Obama Needs You and Your Laptop

My blood is racing from all the free coffee down at the Los Angeles Obama campaign headquarters where I spent four hours making phone calls today. To be sure, my.barackobama.com is a great resource for making calls from home, but after Obama's lame vote for the bailout plan this past week I don't have enough love for him right now to rack up charges for him on my cell phone. If you are a frequent reader of my posts you also know what a sucker I am for venues where other hot politically savvy young ladies might be chillin'; also, I am way broke right now, and I knew they would have free food at the office. So I signed up at california.barackobama.com to let them know I was coming, and they gave me a selection of shifts to work.

Now how many of you out there hate being on the phone like me? I don't know if it's a sad comment on lives that are increasingly isolated through technology or if it's just my antisocial tokhes, but I dread making phone calls--even to my best friends. I have smoldering thumbs from all the texts I send. It's nothing personal; I just prefer to reserve my "Hey, how are you?" chitchat for family and sick people. I especially hate calling people to ask them for things, so I was totally kicking myself when the head organizer at the campaign headquarters today asked me if I wanted to do data entry instead of make phone calls.

Data entry? I am the Frickin' Queen of Data Entry (FQDE)! I'm exactly the type of anal-retentive obsessive-compulsive person who is physically pained by spelling mistakes, and every job I've ever had has purposefully indulged me with hours of solitary work painstakingly logging things with code. What could be better for an angry hermit with a mild personality disorder like me than to sit in a dark corner doing meticulous work by myself?

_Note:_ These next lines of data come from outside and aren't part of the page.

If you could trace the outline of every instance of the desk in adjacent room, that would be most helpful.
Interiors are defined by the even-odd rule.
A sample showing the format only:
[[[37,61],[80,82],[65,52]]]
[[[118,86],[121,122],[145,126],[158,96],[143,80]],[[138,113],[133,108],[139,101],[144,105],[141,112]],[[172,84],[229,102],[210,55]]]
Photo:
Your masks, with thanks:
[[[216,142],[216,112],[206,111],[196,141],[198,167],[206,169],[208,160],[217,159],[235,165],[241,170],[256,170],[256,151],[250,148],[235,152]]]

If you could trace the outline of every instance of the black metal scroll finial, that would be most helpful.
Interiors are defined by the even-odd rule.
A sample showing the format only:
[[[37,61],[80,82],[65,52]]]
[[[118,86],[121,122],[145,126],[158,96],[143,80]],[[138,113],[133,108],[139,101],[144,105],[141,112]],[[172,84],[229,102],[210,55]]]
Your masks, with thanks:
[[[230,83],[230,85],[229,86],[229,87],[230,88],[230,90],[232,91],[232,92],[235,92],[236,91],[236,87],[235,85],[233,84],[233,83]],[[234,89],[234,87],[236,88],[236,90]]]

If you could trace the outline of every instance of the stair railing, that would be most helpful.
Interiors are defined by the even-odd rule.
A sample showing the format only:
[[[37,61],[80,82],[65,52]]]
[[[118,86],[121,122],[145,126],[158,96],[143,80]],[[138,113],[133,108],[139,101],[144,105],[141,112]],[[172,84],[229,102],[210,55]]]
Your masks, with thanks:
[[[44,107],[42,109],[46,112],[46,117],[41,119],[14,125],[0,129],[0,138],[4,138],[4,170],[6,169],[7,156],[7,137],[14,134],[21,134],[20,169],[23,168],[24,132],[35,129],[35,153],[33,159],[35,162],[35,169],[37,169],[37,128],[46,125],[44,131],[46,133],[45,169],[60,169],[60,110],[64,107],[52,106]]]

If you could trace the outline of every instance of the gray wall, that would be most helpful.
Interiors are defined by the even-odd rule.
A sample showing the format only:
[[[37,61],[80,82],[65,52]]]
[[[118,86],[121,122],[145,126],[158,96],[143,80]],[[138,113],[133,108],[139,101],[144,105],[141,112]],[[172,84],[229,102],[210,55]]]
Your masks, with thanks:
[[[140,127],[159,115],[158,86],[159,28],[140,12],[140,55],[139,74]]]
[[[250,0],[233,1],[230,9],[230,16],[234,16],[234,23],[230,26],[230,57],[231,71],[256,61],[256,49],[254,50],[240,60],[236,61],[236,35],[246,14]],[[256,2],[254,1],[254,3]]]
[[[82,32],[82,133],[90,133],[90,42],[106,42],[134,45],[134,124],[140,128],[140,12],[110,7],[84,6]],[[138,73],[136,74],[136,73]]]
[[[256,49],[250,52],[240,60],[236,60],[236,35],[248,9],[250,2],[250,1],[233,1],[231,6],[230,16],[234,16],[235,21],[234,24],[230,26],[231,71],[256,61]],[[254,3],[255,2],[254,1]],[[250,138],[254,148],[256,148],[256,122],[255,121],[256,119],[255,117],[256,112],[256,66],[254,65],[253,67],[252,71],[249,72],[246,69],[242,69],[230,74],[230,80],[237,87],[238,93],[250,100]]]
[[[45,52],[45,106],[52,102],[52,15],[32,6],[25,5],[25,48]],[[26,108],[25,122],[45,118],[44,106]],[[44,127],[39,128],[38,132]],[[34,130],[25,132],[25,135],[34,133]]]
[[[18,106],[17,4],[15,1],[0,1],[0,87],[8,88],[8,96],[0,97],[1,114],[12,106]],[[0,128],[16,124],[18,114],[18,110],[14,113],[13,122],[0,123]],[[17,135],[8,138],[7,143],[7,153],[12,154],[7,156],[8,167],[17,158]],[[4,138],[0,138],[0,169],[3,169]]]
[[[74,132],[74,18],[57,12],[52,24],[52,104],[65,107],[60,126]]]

Well, no laptop today, so to the phones I dutifully proceeded. I sounded like a total dipshit for the first, I don't know, ten calls or so, but I got into the rhythm after a while--that, or after enough coffee I could talk to anybody. Anyway, after the first two pages they gave me (36 calls), I said to myself, "Well, that was kind of fun; I'll go back and get another couple of sheets, and then I'll bounce." That kept happening until I had run out two different campaign cell phone batteries and made over 200 phone calls. It was like political crack; I kept saying, "Just one more . . . I need to talk to just one more person in Nevada . . . then I'll quit . . ."

I am actually pleased to report that I had to sit cross-legged and hunched over on top of a small desk the whole time because the place was slammed with people wall-to-wall. Excellent variety--all colors represented, lots of people who spoke English as a second or third language, kids drawing pictures for Obama that were going up on the wall (the pictures, not the kids--and some kids were even making awesome phone calls!), college students, gays, people with disabilities, veterans--all working together and laughing and smiling and constantly moving, waves of them coming through the door and orientations for new volunteers every couple of minutes. Hooray! The organizers acknowledged, though, that they need more people with laptops to help log all the phone calls being made.

Why don't you go down there and add to the diversity at your local campaign headquarters? All happy multicultiness aside (and awesome homemade lasagna too, btw), there were totally not enough hot lesbians down there, neither with nor without laptops. That is why I'm making this appeal to y'all. Please, for my sake, go to [your state].barackobama.com to find a campaign office near you.